Pay no attention to the shapes on your screen right now. Just position your cursor anywhere at all, press and hold the left mouse button down. Do not click and release. With the mouse button held down, drag the mouse in one direction or the other. As you will drag, you will see handles extending in both directions from the point that you created. Go ahead and drag two or three squares in one direction or another and then let go of the mouse button. We still have just one point which is exactly what we would have if we clicked. The difference though by pressing and dragging is we have defined this point to be a curve point and the handle determines the angle and the amount of curvature of the path as it goes through that point.
Position your cursor somewhere else in your document, it doesn't matter where. Press and hold the mouse button down. As soon as you hold the button down, you will see that a line appears between your original starting point and this point and that this is a curved line. Press and drag in any direction. As you drag your mouse, you will notice that you are defining the angle of the path as it goes through this point and the amount of curvature of that path. Let go of the mouse button and then continue on pressing, dragging and releasing to create a curve shape and just as we did with our straight lines and corner points, we are going to go back to our starting point. We are going to press and drag again and this will define the angle of the curve as the path reenters that initial starting point.

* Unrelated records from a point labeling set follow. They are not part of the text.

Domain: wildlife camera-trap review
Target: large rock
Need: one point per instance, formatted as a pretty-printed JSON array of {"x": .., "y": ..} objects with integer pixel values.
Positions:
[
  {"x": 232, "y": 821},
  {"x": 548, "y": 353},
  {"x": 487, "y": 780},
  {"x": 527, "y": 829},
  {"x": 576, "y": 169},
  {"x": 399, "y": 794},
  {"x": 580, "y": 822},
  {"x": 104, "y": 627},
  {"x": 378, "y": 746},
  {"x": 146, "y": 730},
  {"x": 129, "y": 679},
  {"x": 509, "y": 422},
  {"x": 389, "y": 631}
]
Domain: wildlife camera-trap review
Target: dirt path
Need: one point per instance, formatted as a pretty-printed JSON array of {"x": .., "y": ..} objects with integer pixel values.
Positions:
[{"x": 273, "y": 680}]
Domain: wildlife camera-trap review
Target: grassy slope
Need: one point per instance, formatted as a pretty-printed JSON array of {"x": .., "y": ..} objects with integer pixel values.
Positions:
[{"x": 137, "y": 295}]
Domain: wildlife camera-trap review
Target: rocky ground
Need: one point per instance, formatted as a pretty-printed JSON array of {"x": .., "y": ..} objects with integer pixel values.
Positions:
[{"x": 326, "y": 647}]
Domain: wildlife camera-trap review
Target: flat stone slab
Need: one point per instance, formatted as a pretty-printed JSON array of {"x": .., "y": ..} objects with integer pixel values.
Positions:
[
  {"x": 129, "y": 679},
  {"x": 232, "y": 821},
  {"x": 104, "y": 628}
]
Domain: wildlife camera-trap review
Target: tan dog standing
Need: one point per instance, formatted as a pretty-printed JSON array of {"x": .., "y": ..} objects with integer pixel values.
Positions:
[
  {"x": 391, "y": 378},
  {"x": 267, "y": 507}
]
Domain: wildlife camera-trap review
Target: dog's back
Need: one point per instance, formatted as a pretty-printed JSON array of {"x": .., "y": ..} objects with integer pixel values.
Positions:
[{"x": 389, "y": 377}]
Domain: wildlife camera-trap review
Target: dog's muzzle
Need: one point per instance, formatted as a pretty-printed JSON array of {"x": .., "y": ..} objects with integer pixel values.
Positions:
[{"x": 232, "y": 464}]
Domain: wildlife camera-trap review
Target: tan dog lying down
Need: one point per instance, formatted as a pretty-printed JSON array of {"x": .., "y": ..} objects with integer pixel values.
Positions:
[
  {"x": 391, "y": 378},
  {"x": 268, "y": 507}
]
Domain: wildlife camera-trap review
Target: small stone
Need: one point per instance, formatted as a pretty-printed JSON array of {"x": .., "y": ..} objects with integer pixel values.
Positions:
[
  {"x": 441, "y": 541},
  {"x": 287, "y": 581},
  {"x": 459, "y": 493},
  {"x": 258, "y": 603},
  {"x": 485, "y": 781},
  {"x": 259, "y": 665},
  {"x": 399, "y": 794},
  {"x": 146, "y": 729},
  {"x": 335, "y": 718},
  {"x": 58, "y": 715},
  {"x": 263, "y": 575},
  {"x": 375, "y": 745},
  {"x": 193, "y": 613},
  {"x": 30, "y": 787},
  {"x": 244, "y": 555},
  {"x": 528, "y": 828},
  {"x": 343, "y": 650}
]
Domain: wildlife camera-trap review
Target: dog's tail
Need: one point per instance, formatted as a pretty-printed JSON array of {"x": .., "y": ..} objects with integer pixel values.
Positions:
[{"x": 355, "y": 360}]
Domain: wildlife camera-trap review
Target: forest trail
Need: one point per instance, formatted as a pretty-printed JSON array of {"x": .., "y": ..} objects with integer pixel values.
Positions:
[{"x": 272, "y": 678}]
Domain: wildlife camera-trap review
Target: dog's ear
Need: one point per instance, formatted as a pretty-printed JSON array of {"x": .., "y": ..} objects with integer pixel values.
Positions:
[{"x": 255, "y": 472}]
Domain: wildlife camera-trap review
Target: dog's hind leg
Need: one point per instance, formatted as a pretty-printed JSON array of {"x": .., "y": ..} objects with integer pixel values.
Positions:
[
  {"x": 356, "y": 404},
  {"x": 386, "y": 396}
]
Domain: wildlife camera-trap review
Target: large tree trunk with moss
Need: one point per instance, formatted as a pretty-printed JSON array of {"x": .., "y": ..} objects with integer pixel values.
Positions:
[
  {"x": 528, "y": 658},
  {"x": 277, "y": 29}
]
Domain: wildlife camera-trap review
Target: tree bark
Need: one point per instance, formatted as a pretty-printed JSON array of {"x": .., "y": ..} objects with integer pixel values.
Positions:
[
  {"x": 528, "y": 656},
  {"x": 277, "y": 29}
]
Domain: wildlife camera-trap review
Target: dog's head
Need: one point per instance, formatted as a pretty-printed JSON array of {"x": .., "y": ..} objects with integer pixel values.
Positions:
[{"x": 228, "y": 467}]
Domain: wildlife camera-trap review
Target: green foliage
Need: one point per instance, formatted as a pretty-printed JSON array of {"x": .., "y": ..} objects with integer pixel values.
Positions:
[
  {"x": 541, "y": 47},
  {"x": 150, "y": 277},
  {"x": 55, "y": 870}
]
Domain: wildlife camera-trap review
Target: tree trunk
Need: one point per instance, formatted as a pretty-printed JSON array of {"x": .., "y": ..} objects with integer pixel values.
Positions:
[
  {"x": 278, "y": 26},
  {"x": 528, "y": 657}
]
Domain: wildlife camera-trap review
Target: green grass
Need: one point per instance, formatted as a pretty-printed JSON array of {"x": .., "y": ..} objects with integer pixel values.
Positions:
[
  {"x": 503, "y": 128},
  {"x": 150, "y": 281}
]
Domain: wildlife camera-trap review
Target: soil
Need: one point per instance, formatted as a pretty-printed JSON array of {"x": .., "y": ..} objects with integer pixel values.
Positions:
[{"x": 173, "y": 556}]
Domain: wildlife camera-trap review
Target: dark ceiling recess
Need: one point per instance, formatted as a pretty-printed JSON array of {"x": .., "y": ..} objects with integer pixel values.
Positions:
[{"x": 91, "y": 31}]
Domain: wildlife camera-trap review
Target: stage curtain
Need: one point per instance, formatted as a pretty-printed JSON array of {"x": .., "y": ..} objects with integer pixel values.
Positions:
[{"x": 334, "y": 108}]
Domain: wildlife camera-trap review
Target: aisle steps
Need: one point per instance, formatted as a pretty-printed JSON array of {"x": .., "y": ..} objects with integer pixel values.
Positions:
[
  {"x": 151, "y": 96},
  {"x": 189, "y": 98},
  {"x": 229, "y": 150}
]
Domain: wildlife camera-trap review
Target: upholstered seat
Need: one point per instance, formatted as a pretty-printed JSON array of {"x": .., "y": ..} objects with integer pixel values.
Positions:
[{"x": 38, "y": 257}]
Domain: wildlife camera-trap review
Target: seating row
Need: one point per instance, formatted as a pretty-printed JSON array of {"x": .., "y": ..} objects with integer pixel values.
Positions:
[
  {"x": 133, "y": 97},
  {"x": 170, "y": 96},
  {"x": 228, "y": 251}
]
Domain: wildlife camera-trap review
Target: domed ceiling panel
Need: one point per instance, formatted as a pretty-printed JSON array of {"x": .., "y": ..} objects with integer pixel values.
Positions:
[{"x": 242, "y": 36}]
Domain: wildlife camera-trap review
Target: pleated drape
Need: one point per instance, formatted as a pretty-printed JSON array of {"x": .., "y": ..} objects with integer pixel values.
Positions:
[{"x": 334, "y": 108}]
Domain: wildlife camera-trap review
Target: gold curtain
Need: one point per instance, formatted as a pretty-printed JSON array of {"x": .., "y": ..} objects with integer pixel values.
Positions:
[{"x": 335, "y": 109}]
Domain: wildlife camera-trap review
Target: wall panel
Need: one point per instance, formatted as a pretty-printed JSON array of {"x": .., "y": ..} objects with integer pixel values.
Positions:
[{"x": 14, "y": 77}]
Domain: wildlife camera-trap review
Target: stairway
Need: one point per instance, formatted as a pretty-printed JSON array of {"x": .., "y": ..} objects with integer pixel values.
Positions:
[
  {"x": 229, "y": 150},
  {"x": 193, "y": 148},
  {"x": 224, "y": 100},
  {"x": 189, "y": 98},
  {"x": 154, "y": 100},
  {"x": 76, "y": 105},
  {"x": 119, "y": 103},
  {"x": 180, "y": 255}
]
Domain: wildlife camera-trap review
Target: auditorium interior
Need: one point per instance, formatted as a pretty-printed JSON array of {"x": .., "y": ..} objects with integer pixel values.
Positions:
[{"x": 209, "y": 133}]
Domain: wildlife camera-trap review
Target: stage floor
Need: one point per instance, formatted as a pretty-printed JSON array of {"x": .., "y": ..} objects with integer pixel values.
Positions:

Once you have done that, release the mouse button and you have created your first shape with curve points. Hold down the Command key or the Ctrl key on a Macintosh and click in the center of your shape, let go over the Ctrl or Command key and then hit Delete. Pause the video if you would like and experiment a little bit with curved points. What we are going to do now is recreate the circle. This circle was not created with the Ellipse Tool, it was created with the Pen Tool. It consists of four points, top, bottom, left and right. Each point has the same amount of curvature which gives it a perfectly symmetrical circle. Let's start at the top center, position your cursor right on the grid line at the top center, press and hold and drag two squares to the right. Release the mouse button, move the mouse to the right-hand side, press and hold and drag the mouse two squares down. Continue this process all the way around the circle at the bottom and the left-hand side.
By the way, if you press and you start to drag in the wrong direction, you will know it right away because your curve will not look right. Don't let go over the mouse button. Keep the mouse button held down and just swivel the handle around so that it's going in the right direction. When you get back to original starting point, make sure you get the little circle on the cursor, press and hold and drag two squares to the right. This defines the amount of curvature as the path reenters the top point and that's all there is to creating a circle or any curve shape with the Pen Tool. Hold down the Command key or the Ctrl key and click anywhere in your document to deselect and then go over the Command key or the Ctrl key.
Again, I think it's just a great habit to get into, especially if you are new to Illustrator, to always deselect the objects once you are done with them, so that you do not accidentally affect them in any way.